While the company is still limping along, the dual decisions could indicate a "death by a thousand cuts" slump for BlackBerry. In today's app-centric world, where must-have applications are the lifeblood of any successful smartphone platform, a platform cannot survive without essential apps, whether they are business-oriented or social media.
While BlackBerry 10 is a relatively new platform in the grand scheme of things -- Apple's iOS and Google's Android operating systems had a long periods of ecosystem development -- BlackBerry's handset sales figures show the operating system is already on life support, something that looks unlikely to change soon.

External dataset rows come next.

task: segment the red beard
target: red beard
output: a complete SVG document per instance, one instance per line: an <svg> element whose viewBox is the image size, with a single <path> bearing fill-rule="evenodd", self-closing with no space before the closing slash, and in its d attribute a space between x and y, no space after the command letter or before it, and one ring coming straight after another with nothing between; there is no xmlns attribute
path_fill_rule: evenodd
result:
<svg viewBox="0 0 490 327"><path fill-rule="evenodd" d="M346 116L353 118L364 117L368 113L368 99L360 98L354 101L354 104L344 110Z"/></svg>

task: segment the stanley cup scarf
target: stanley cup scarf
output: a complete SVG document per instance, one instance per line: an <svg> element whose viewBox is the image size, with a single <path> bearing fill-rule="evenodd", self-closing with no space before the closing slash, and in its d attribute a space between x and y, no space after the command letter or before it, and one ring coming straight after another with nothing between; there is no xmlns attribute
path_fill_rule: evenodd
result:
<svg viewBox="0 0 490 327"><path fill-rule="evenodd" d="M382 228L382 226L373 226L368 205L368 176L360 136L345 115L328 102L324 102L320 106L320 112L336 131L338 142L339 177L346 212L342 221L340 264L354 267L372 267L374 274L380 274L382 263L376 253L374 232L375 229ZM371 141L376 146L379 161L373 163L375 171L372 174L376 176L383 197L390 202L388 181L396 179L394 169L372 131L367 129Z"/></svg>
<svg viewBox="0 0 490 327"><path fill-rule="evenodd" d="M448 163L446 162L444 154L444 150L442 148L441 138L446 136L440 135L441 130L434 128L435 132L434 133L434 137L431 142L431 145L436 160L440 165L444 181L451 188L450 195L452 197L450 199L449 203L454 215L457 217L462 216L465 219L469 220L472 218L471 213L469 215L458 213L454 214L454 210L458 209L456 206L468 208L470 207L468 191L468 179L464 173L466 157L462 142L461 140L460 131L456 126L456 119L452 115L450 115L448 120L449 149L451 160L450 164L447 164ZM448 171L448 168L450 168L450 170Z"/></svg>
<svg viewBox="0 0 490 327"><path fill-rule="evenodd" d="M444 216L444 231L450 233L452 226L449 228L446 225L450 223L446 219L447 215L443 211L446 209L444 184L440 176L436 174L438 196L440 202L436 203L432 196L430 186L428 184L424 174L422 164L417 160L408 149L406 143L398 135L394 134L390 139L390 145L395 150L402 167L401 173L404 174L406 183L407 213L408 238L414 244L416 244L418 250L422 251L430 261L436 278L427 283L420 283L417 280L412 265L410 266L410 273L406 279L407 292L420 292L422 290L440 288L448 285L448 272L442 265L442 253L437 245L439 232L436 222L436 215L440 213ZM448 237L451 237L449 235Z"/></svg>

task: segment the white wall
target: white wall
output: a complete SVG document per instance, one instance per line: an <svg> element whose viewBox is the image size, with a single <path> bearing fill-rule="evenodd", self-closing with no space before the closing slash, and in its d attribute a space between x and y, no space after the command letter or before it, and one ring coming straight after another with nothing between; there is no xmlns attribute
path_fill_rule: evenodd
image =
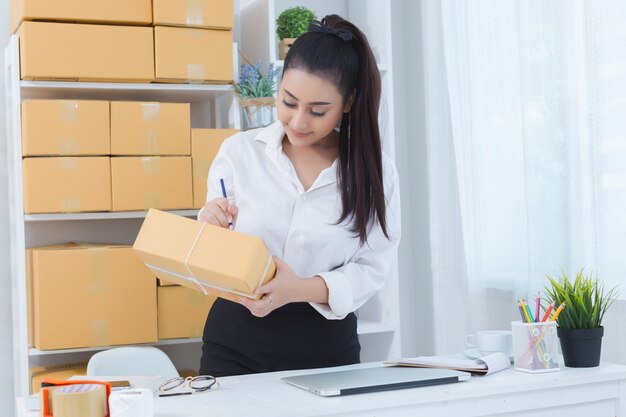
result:
<svg viewBox="0 0 626 417"><path fill-rule="evenodd" d="M9 41L9 2L0 2L0 67L4 74L4 47ZM4 79L4 78L3 78ZM9 275L9 210L6 162L4 84L0 82L0 415L14 414L11 277Z"/></svg>

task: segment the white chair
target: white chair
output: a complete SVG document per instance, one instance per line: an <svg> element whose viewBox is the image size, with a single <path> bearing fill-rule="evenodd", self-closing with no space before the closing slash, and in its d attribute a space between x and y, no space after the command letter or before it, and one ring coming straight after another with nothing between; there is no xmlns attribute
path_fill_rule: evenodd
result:
<svg viewBox="0 0 626 417"><path fill-rule="evenodd" d="M87 376L180 376L170 358L152 346L129 346L98 352L87 364Z"/></svg>

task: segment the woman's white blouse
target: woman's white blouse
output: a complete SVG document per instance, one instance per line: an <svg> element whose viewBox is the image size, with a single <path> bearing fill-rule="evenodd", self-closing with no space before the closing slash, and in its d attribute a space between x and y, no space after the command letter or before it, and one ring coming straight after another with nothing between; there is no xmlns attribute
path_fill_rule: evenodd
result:
<svg viewBox="0 0 626 417"><path fill-rule="evenodd" d="M282 148L280 122L240 132L222 144L207 180L207 202L228 197L239 208L236 230L260 236L270 253L301 277L319 275L328 287L328 304L310 303L327 319L342 319L361 307L384 284L400 239L398 174L383 155L387 231L378 222L359 244L341 214L337 164L323 170L304 190ZM199 216L199 215L198 215Z"/></svg>

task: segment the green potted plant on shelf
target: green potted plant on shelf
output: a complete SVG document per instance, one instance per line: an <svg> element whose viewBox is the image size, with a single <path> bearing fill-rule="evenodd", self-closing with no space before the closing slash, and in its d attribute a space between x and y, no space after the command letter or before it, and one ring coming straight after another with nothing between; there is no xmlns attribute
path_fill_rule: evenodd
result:
<svg viewBox="0 0 626 417"><path fill-rule="evenodd" d="M602 281L591 274L578 271L574 281L562 273L547 277L545 287L550 301L559 306L565 303L557 317L557 334L565 366L585 368L600 364L604 327L604 313L617 298L617 287L605 291Z"/></svg>
<svg viewBox="0 0 626 417"><path fill-rule="evenodd" d="M295 6L284 10L276 19L276 34L278 35L279 57L285 59L287 51L296 38L308 30L309 22L315 20L315 13L302 6Z"/></svg>
<svg viewBox="0 0 626 417"><path fill-rule="evenodd" d="M276 70L270 64L265 75L261 73L261 62L255 65L241 64L239 82L235 83L239 106L243 110L245 128L254 129L274 122L276 99Z"/></svg>

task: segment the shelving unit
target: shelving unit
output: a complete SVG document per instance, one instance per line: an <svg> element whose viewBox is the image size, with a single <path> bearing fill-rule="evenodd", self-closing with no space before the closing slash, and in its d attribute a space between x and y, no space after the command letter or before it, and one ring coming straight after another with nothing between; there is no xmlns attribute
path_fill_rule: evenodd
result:
<svg viewBox="0 0 626 417"><path fill-rule="evenodd" d="M394 157L393 78L391 71L390 0L324 0L298 2L314 9L318 16L331 12L346 16L365 31L376 48L383 82L381 130L384 150ZM241 11L241 49L252 59L271 61L280 66L276 55L275 19L279 12L295 5L295 0L257 0L252 9ZM265 8L264 14L250 13ZM265 33L264 31L268 31ZM250 39L265 47L255 49ZM271 50L271 51L270 51ZM233 54L237 65L237 45ZM32 366L87 361L98 350L108 347L40 351L28 346L25 249L69 241L132 244L141 227L145 212L110 212L76 214L33 214L23 212L21 101L27 98L103 99L162 102L190 102L191 127L241 128L240 109L230 85L205 84L131 84L21 81L19 44L12 36L5 50L5 101L7 125L7 170L9 173L10 221L10 290L13 314L13 352L15 395L29 393L28 370ZM194 217L196 210L174 213ZM397 268L387 285L358 312L358 333L363 361L386 359L400 354L399 294ZM149 344L165 350L178 368L197 368L201 340L172 339Z"/></svg>
<svg viewBox="0 0 626 417"><path fill-rule="evenodd" d="M328 14L342 16L361 29L368 38L381 74L382 100L380 129L383 150L395 159L393 119L393 71L391 68L391 0L255 0L240 11L240 48L242 56L263 67L278 58L276 19L293 6L304 6L318 19ZM385 288L357 311L361 360L374 361L400 356L400 307L397 262Z"/></svg>
<svg viewBox="0 0 626 417"><path fill-rule="evenodd" d="M237 45L233 45L237 51ZM237 55L233 54L235 68ZM41 351L28 346L25 249L64 242L132 244L146 215L144 211L103 213L24 214L22 196L21 102L28 98L133 100L191 103L192 128L241 129L241 118L231 85L136 84L56 81L21 81L19 41L12 36L5 49L5 100L11 297L13 300L13 352L15 395L30 390L29 368L57 363L84 362L108 346ZM197 210L173 213L195 217ZM199 338L162 340L148 345L167 351L179 369L196 369L200 361ZM189 346L193 346L189 354ZM186 351L185 351L186 350Z"/></svg>

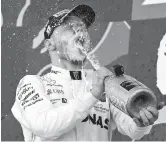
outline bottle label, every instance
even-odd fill
[[[125,88],[127,91],[130,91],[131,89],[133,89],[133,88],[135,88],[137,86],[141,86],[141,85],[138,84],[138,82],[136,82],[136,81],[126,80],[126,81],[122,82],[120,84],[120,86]]]
[[[117,107],[119,110],[123,111],[124,113],[127,113],[126,110],[126,103],[122,100],[120,100],[118,97],[110,95],[110,102]]]

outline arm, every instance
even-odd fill
[[[120,133],[128,135],[132,139],[141,139],[145,134],[148,134],[152,126],[138,127],[133,119],[110,104],[112,119],[114,120],[117,129]]]
[[[16,102],[31,131],[46,139],[56,139],[70,131],[88,115],[88,111],[97,102],[92,94],[86,93],[81,99],[72,99],[67,104],[54,108],[36,76],[25,76],[16,92]]]

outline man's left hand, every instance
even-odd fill
[[[143,108],[139,113],[140,118],[133,118],[134,122],[138,127],[147,127],[149,125],[152,125],[158,119],[158,110],[162,109],[164,105],[165,103],[161,102],[158,104],[157,109],[152,106],[149,106],[146,109]]]

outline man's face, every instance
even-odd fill
[[[90,51],[90,36],[84,22],[76,17],[67,18],[53,33],[53,41],[60,57],[71,61],[83,61],[86,56],[80,48]]]

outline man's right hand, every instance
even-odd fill
[[[112,75],[112,72],[105,67],[101,67],[94,72],[91,93],[95,98],[99,99],[104,93],[104,79],[109,75]]]

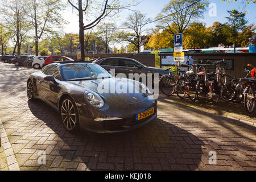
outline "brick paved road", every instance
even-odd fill
[[[0,118],[21,170],[255,170],[256,128],[181,108],[161,96],[158,118],[137,130],[67,132],[41,101],[28,102],[32,69],[0,63]],[[217,165],[209,152],[217,153]],[[46,164],[38,164],[45,151]]]

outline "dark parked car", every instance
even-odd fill
[[[35,56],[30,55],[16,56],[15,59],[11,60],[11,63],[14,64],[14,65],[16,67],[18,67],[18,65],[23,65],[24,61],[28,60],[34,60],[35,57]]]
[[[97,59],[93,63],[99,64],[105,69],[110,71],[110,69],[115,69],[115,75],[125,73],[128,78],[129,73],[158,73],[159,76],[169,72],[163,69],[148,67],[139,61],[126,57],[106,57]]]
[[[15,57],[16,57],[15,56],[5,55],[5,56],[3,56],[0,59],[0,60],[1,61],[4,61],[5,63],[8,63],[9,60],[11,60],[12,59],[15,58]]]
[[[120,84],[138,92],[110,90],[110,85]],[[106,85],[106,92],[100,92],[99,85]],[[27,93],[30,101],[40,98],[56,109],[69,131],[82,128],[96,133],[121,132],[143,126],[156,117],[157,101],[145,85],[114,78],[89,62],[48,64],[30,75]]]
[[[47,65],[57,61],[74,61],[70,57],[61,56],[49,56],[44,60],[44,63],[42,65],[42,68],[44,67]]]

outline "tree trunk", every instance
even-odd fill
[[[17,47],[17,43],[16,43],[15,45],[14,46],[14,48],[13,52],[13,56],[14,56],[14,54],[15,53],[16,48],[16,47]]]
[[[34,1],[34,10],[35,14],[35,51],[36,56],[38,56],[38,22],[36,20],[36,0]]]
[[[80,43],[81,55],[82,61],[85,60],[84,54],[84,15],[82,7],[82,0],[79,0],[79,42]]]
[[[3,56],[3,42],[2,41],[1,42],[1,46],[2,46],[2,56]]]
[[[17,43],[17,55],[18,56],[20,55],[20,48],[21,44],[20,43]]]

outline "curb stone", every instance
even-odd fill
[[[193,110],[193,111],[196,110],[196,109],[195,109],[193,108],[190,108],[190,107],[185,107],[185,109],[187,109],[188,110]],[[199,112],[201,112],[201,111],[200,111],[200,110],[197,110],[197,111],[199,111]],[[252,126],[256,127],[256,122],[252,122],[252,121],[247,121],[247,120],[244,120],[244,119],[239,119],[239,118],[234,118],[234,117],[232,117],[231,116],[217,114],[215,114],[215,113],[208,113],[208,114],[209,115],[214,115],[215,117],[221,117],[221,118],[229,118],[229,119],[234,119],[234,120],[236,120],[236,121],[240,121],[240,122],[242,122],[242,123],[249,124],[250,125],[251,125]]]
[[[5,132],[2,120],[0,118],[0,136],[1,140],[1,146],[3,147],[7,160],[8,167],[10,171],[20,171],[19,164],[13,152],[13,148],[10,143],[9,139]],[[8,150],[7,153],[6,151]]]

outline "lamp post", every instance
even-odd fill
[[[5,46],[5,55],[6,54],[6,49],[7,49],[7,46]]]
[[[35,38],[35,42],[36,56],[38,56],[38,39],[39,37],[38,36],[35,36],[34,38]]]

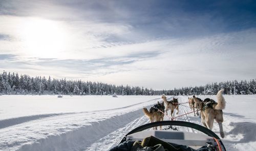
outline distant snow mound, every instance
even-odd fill
[[[117,95],[116,94],[116,93],[114,93],[112,95],[112,97],[115,97],[115,98],[117,98]]]

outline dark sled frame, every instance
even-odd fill
[[[134,130],[132,130],[127,134],[126,134],[120,141],[118,144],[120,144],[126,141],[126,137],[129,135],[159,126],[180,126],[183,127],[190,127],[195,130],[197,130],[204,133],[208,136],[217,139],[219,142],[221,144],[223,149],[224,149],[223,150],[226,150],[226,148],[225,148],[223,143],[221,141],[221,139],[214,132],[203,126],[193,123],[181,121],[163,121],[150,123],[140,126],[134,128]]]

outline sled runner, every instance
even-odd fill
[[[176,131],[143,131],[160,125],[167,125]],[[182,132],[179,131],[182,128],[173,128],[173,126],[190,127],[202,133]],[[226,149],[220,138],[207,128],[185,121],[163,121],[146,124],[133,130],[122,139],[118,146],[110,150],[224,151]]]

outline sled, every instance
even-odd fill
[[[144,131],[155,126],[167,125],[169,126],[169,128],[172,128],[176,131]],[[181,128],[177,128],[176,127],[177,126],[179,126],[178,127],[180,128],[182,127],[191,128],[194,130],[193,132],[195,132],[195,130],[198,131],[197,133],[181,132],[179,131],[179,129]],[[181,121],[156,122],[139,126],[125,135],[119,143],[118,146],[125,143],[127,141],[142,141],[145,138],[152,136],[153,138],[156,138],[159,140],[167,142],[168,144],[171,144],[175,147],[179,148],[179,150],[226,150],[220,138],[212,131],[195,123]]]

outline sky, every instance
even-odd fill
[[[253,1],[0,1],[0,71],[168,90],[255,58]]]

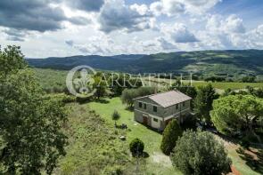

BlackBerry CEO John S. Chen has said numerous times that if BlackBerry can't make a profit selling hardware, it will stop selling hardware altogether -- something that seems more and more like a self-fulfilling prophecy as the most recent quarterly report from BlackBerry points to shipments of only 700,000 units.
However, Chen predicts that the business will achieve sustainable profitability during the 2017 fiscal year, with the improvement was driven by increases in revenue for both software and hardware.
"I've said that if we cannot make money we're going to get out of the phone business, and I mean hardware," said Chen, noting that BlackBerry's software could run on Apple, Android, or Windows smartphones. "We will remain in the phone business one way or the other."